With a deadline looming, word of the latest proposal spread fast through Sursum Corda, a warren of concrete townhouses north of the U.S. Capitol. A group of developers was offering to pay Sursum's poor families more than $100,000 apiece -- double the deal in hand -- to redevelop their land.

On the sidewalk outside the shabby community center, retirees and single mothers who populate the low-income housing complex picked up a sheaf of papers late Monday that offered more details. Many were stunned and perplexed to learn that their property might be worth more than the $25 million they agreed last month to accept from a different developer. The new group says their land is worth $40 million or $50 million. At least. Maybe more.

What began last winter as a desperate attempt to save their homes from foreclosure is suddenly a high-stakes bidding war over one of the few subsidized housing developments in the nation owned and managed by its residents. Handled wisely, the battle between developers could bring Sursum's 169 families more money than most have ever seen.

It's a dramatic transformation for the once drug-riddled complex where a 14-year-old girl was shot to death last year after witnessing a murder. The nearly six-acre property off North Capitol Street lies amid one of the most rapidly developing areas in the nation's capital, five blocks north of Union Station, within walking distance of the newly opened New York Avenue Metro stop and blocks from rehabbed rowhouses selling for a half-million dollars and more.

Now Sursum residents are left to make sense of the competing offers, riddled with jargon about "leveraging equity" and "conditional commitments." Outside the community center, John Turay listened to Shiv Newaldass, a Sursum board member and advocate of the new deal, argue that the latest offer would "use the equity you have already" in Sursum Corda "to give you a new house free and clear."

Turay, a contract specialist with a lilting accent, shook his head.

"Let me go home and sleep," he said, "because I'm confused right now."

Today, the nine residents who make up Sursum's board of directors are scheduled to study the new offer. Under its $25 million agreement with KSI Services Inc., one of the region's largest residential developers, the board has until Oct. 30 to find a better deal.

Some residents believe they have. But several board members, the board's attorney and its hired executive director are skeptical of the new offer, which is funded primarily by a group of developers assembled by Rob Stewart, a managing partner with the JBG Cos., who said he is acting independently of the local real estate firm.

In cooperation with Manna Inc., a nonprofit developer, Stewart and his friends are offering to pay off KSI and manage the property until 2010, when federal housing restrictions are due to expire.
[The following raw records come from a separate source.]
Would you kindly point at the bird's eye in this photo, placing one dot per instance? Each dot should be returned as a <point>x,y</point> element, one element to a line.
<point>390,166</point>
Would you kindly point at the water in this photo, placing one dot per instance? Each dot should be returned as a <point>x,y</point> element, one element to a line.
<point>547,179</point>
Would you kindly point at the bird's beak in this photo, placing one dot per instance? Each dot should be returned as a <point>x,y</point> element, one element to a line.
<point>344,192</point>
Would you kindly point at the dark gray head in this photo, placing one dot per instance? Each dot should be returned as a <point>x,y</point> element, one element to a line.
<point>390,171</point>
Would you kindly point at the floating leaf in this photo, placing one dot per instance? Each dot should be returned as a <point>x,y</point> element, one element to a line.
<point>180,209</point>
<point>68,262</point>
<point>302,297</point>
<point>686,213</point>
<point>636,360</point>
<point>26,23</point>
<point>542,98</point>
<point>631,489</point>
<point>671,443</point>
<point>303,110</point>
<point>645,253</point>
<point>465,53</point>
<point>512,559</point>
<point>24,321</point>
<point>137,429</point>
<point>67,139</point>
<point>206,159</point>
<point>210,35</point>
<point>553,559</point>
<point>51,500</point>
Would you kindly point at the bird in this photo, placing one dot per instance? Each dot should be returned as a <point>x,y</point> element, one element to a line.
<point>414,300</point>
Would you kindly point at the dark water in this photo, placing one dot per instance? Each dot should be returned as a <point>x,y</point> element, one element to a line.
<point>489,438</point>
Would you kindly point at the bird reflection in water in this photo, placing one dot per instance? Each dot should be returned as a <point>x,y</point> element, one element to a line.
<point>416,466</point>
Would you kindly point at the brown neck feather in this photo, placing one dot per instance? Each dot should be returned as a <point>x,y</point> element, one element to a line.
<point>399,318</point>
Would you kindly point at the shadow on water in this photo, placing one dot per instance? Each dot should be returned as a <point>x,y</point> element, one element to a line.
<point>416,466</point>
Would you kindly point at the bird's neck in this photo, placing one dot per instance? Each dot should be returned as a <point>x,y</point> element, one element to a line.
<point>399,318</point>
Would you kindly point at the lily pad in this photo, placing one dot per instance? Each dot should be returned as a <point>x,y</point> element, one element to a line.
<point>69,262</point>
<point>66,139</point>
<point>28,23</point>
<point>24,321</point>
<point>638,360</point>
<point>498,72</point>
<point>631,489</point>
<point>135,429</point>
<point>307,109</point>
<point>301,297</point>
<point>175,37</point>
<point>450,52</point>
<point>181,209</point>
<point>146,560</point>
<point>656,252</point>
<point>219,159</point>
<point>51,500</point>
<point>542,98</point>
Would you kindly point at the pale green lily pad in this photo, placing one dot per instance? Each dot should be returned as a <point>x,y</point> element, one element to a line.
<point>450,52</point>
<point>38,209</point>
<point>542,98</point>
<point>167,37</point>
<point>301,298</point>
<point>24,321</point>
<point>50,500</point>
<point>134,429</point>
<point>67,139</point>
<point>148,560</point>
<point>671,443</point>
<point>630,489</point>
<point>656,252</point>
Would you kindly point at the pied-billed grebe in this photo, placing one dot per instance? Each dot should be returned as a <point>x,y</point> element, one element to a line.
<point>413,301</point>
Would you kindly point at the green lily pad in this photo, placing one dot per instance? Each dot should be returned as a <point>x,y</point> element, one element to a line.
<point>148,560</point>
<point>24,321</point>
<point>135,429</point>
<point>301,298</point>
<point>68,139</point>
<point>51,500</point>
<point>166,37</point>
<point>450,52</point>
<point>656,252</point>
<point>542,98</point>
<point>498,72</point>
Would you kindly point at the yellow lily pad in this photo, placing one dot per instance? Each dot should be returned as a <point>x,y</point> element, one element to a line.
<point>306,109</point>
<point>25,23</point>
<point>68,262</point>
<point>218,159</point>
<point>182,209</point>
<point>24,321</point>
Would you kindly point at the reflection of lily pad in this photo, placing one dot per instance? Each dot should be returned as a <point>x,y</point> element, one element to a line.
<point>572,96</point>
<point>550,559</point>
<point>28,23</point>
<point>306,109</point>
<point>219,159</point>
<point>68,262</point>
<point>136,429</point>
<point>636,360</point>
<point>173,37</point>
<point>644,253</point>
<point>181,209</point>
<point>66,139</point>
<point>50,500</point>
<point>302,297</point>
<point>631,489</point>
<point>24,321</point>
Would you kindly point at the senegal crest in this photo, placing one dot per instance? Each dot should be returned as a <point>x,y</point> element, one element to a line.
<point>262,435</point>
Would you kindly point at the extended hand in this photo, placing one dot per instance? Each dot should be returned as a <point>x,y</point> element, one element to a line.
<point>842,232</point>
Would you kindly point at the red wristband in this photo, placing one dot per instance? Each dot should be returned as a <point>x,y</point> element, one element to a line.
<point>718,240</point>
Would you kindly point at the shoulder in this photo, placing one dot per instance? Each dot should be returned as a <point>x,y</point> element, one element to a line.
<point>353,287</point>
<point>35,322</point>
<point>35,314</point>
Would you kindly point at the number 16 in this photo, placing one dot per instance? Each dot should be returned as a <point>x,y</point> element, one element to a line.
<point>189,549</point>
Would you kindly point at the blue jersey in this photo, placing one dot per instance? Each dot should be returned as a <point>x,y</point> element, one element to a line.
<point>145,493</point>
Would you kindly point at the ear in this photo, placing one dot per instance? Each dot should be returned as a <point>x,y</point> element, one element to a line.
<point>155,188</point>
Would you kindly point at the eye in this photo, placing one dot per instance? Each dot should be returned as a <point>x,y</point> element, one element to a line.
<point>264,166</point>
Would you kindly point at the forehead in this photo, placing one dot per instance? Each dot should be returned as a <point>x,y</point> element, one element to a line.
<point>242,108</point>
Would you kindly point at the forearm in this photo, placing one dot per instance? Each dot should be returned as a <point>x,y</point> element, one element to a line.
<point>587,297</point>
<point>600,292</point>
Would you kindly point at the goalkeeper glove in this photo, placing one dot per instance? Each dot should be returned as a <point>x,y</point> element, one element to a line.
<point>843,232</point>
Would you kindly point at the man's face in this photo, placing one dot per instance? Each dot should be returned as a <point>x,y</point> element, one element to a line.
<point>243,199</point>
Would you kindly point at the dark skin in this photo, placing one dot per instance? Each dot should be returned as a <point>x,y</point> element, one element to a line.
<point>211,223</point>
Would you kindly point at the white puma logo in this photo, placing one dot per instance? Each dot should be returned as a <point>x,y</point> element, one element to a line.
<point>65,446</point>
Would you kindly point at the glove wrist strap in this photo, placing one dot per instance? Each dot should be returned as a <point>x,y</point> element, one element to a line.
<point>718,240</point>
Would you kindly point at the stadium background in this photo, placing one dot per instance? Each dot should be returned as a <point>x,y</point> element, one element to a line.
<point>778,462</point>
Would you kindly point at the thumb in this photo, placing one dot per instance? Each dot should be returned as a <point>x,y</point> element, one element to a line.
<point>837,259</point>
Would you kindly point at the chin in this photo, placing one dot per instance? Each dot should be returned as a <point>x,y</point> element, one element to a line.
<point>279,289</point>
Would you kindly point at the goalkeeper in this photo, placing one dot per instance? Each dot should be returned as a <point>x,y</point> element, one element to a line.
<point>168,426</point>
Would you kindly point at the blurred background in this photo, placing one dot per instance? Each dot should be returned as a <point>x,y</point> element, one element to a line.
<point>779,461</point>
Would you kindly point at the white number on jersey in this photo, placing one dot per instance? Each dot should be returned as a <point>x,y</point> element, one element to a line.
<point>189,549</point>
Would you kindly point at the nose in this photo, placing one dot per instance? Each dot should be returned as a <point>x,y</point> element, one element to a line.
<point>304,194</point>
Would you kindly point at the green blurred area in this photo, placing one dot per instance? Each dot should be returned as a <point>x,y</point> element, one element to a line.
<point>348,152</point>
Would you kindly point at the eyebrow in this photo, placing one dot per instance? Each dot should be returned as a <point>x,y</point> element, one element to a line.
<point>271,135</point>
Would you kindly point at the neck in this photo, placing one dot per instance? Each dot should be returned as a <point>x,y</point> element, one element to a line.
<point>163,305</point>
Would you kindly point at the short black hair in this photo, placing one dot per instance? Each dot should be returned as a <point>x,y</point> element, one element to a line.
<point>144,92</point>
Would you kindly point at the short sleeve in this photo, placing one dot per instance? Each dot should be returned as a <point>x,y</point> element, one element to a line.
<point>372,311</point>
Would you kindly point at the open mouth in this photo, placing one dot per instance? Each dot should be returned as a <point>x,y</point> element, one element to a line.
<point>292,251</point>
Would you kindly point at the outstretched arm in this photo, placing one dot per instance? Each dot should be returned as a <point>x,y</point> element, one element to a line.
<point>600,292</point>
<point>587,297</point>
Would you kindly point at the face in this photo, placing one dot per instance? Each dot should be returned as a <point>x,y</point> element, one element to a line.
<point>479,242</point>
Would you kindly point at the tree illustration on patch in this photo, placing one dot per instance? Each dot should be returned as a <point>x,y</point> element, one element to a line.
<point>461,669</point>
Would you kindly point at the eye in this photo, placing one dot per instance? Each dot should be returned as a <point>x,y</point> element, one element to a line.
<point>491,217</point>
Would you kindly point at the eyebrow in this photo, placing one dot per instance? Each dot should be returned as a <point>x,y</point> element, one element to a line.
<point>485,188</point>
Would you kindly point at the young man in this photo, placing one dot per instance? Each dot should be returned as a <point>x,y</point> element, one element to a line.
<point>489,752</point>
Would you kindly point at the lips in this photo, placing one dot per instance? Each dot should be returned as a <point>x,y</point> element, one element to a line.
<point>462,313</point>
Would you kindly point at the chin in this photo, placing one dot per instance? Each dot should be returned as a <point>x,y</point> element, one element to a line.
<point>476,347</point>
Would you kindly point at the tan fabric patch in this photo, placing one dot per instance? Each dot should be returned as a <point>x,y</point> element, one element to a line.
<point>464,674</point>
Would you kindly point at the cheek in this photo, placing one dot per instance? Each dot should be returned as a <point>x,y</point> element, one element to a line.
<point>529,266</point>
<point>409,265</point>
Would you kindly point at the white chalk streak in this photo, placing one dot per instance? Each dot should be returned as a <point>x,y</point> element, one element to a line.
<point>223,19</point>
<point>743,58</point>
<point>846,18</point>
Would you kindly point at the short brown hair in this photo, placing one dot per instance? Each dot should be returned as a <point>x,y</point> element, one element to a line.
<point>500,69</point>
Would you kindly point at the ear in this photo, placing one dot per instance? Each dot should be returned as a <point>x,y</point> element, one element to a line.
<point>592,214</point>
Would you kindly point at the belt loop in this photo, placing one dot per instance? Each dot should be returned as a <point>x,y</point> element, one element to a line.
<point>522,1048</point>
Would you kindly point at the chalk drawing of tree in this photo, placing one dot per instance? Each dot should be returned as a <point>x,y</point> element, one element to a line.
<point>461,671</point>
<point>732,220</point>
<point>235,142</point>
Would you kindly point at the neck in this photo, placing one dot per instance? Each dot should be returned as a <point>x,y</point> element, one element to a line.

At that point, Stewart and Manna propose, they would trade the land to the city in exchange for "free and clear title to $50 million worth of replacement housing in the immediate neighborhood." The Sursum property is critical to the New Communities initiative, Mayor Anthony A. Williams's plan for redeveloping poor areas.

Each Sursum family would get a new home worth as much as $235,000, which it could live in or sell. Or a family could opt out of the arrangement in exchange for a $100,000 payment.

"They would own the new units without debt. And they would presumably get units worth more than what Sursum Corda is worth," said Stewart, who became interested in Sursum Corda after Newaldass contacted a friend at JBG. "The city could then acquire the land, run a competition and redevelop Sursum Corda."

Neither Manna nor Stewart has negotiated such a deal with city officials, however. The board's attorney, Aaron O'Toole, said that raises a lot of questions.

"How can they guarantee half of the things they're promising?" O'Toole asked. "How can they assure there's going to be free housing with no mortgage and no resale restrictions?"

KSI, by contrast, proposes to redevelop the property itself and give each Sursum family $50,000, which could be used to buy a new home on the site at a reduced price. Sursum residents also would be entitled to a small share of the profits on units built for sale to more affluent people, which KSI estimates would amount to an additional $50,000 per family. That second payment is not guaranteed, however.

At least two Sursum board members -- Newaldass, a recent Georgetown University graduate, and Beverly Estes, a longtime resident who until recently was board president -- say they are convinced that Stewart's offer is better if only because he would give them 120 days to shop around instead of the 45 days allowed by KSI. That's important, real estate brokers say, because as many as a dozen other developers are lining up to take a look at the property in hopes of besting KSI's offer.

"Like any real estate transaction, a lot of people will look. Not all will be there at the finish line. But we've just been doing this for a week or so," said broker Jayne Shister, a senior vice president at Cassidy and Pinkard, who is marketing the property to other developers at the request of Stewart, who says he wants to see Sursum residents get maximum value for their land.

On Monday, Estes wandered quietly among the crowd of residents and urged them to compare the two proposals. "Read 'em and see what you like better," she said.

To some, there seemed to be little question.

"One hundred thousand dollars," Rickie Gall said, leaning on a walker. "I could get a three-bedroom."

A developer says Sursum Corda, a low-income housing complex north of the Capitol, is worth $40 million or $50 million.